Let $\nu$ be a bounded signed measure and $\mu$ be a $\sigma$-finite measure such that $\nu << \mu$. I want to show that there exists an $f \in \mathcal L(\mu)$ such that $\nu = f \cdot \mu$.
And I assume the result holds if $\mu$ were finite.
So the procedure is pretty straightforward: Choose a sequence of pairwise disjoint and finite measure sets $F_n\uparrow \Omega$ and define finite measures $$\mu_n(F)=\mu(F\cap F_n)$$ $$\nu_n(F)=\nu(F\cap F_n)$$ Then $\nu_n << \mu_n$ and so there exist Radon-Nikodym derivates $f_n = \frac{d\nu_n}{d\mu_n}$. We can extend these functions to all of $\Omega$ by defining them to be $0$ on $F_n^c$.

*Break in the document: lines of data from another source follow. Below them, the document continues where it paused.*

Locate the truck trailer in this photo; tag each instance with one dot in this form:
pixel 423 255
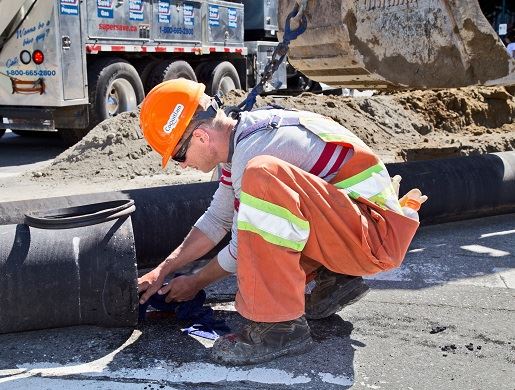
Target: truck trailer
pixel 67 65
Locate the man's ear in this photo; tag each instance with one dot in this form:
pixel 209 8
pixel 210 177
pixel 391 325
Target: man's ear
pixel 201 134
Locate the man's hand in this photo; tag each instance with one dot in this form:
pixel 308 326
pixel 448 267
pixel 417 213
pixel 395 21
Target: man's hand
pixel 182 288
pixel 150 283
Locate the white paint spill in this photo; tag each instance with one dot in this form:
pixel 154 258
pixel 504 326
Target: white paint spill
pixel 501 233
pixel 76 249
pixel 76 254
pixel 198 372
pixel 443 274
pixel 189 373
pixel 485 250
pixel 507 275
pixel 341 380
pixel 83 384
pixel 394 275
pixel 51 369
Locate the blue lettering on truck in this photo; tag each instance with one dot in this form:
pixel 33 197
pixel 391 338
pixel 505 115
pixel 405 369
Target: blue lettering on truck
pixel 175 30
pixel 69 7
pixel 136 10
pixel 105 9
pixel 164 12
pixel 233 17
pixel 189 16
pixel 214 15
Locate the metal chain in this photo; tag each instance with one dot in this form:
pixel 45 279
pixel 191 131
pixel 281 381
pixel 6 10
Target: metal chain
pixel 279 53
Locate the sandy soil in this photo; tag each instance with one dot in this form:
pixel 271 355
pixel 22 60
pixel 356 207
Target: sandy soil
pixel 405 126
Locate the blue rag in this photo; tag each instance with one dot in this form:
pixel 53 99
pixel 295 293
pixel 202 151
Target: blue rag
pixel 204 323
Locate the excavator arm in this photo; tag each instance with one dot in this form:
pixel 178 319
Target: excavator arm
pixel 398 44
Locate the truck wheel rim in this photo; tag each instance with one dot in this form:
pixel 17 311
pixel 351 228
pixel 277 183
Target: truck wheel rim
pixel 226 84
pixel 120 97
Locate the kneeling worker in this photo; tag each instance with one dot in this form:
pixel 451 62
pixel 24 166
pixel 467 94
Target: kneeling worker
pixel 301 195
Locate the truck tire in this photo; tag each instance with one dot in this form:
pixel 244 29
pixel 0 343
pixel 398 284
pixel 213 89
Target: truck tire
pixel 144 68
pixel 114 87
pixel 224 78
pixel 169 70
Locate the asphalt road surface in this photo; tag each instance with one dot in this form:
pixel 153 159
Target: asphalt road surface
pixel 444 320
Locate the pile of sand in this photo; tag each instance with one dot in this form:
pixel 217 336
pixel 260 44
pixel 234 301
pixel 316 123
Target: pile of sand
pixel 399 127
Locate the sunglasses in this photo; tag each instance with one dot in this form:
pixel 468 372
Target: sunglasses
pixel 180 156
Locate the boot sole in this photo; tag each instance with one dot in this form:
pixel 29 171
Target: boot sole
pixel 292 349
pixel 347 299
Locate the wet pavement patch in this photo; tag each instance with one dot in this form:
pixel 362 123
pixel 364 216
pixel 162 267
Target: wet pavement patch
pixel 437 329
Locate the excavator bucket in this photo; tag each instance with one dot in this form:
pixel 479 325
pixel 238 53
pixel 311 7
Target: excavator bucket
pixel 397 44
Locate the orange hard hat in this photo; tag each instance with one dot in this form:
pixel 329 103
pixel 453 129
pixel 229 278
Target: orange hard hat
pixel 166 112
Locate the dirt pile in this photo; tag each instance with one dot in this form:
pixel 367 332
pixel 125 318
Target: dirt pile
pixel 115 149
pixel 399 127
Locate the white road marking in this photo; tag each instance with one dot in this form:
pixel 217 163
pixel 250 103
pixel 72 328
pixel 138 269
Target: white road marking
pixel 485 250
pixel 502 233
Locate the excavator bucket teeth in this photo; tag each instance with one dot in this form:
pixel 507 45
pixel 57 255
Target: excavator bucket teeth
pixel 398 44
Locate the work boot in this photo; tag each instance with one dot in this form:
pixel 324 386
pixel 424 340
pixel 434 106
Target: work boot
pixel 332 293
pixel 262 341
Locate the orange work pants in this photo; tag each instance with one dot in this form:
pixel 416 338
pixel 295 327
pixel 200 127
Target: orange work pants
pixel 345 236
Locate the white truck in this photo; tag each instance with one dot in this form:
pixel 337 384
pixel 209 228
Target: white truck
pixel 69 64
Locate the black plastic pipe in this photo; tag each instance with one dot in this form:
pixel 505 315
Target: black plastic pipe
pixel 461 187
pixel 163 216
pixel 67 267
pixel 458 188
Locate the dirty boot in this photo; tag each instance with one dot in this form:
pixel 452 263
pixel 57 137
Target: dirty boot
pixel 332 293
pixel 262 341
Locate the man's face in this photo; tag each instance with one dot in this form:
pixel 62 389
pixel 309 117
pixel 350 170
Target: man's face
pixel 201 152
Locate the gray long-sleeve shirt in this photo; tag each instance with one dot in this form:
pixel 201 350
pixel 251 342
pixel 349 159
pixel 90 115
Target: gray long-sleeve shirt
pixel 293 144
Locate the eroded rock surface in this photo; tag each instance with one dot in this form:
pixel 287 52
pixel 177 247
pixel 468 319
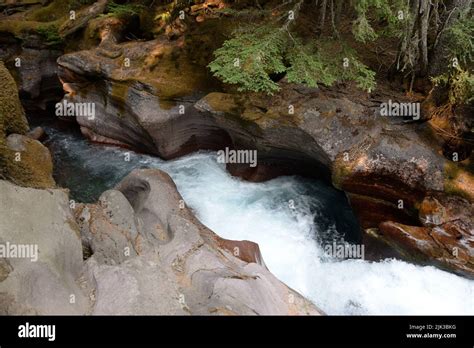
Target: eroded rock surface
pixel 144 253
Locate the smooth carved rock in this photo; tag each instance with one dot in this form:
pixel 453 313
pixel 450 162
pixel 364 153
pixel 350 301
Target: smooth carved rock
pixel 447 236
pixel 50 284
pixel 385 166
pixel 188 271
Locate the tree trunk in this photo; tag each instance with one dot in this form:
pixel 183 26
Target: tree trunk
pixel 440 55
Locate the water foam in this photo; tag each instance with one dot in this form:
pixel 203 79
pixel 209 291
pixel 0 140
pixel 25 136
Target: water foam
pixel 287 237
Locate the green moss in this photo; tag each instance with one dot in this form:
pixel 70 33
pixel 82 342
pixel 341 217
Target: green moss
pixel 50 34
pixel 56 10
pixel 13 118
pixel 35 167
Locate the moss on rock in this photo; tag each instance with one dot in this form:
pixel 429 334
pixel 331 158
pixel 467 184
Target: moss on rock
pixel 23 161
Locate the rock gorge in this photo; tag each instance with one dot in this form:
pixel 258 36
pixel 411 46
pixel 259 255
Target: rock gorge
pixel 138 250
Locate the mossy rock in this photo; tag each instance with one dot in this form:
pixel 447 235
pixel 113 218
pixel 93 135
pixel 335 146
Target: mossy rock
pixel 29 162
pixel 12 116
pixel 459 179
pixel 24 161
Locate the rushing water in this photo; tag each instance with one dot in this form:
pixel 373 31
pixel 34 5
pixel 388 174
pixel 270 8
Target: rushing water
pixel 289 217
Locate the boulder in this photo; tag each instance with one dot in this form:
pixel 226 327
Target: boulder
pixel 45 278
pixel 384 164
pixel 446 237
pixel 150 255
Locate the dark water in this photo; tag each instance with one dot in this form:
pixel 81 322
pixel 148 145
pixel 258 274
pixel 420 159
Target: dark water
pixel 291 219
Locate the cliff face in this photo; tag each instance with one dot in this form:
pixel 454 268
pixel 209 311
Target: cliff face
pixel 386 167
pixel 23 160
pixel 145 254
pixel 155 95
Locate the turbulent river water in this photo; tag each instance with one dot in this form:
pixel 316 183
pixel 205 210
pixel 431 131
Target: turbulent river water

Then we set $f=\sum_{n=1}^\infty f_n$ and quite clearly $\nu(F)=\int_F f \, d \mu$ but my question is why is $f$ integrable?
We have
$$\int |f| \, d\mu = \sum_{n=1}^\infty \int_{F_n} |f| \, d\mu = \sum_{n=1}^\infty \int |f_n| \, d\mu = \sum_{n=1}^\infty \left(\int_{(f_n>0)} f_n \, d\mu - \int_{(f_n<0)} f_n \, d\mu \right)$$
How can we proceed to get a bound from there?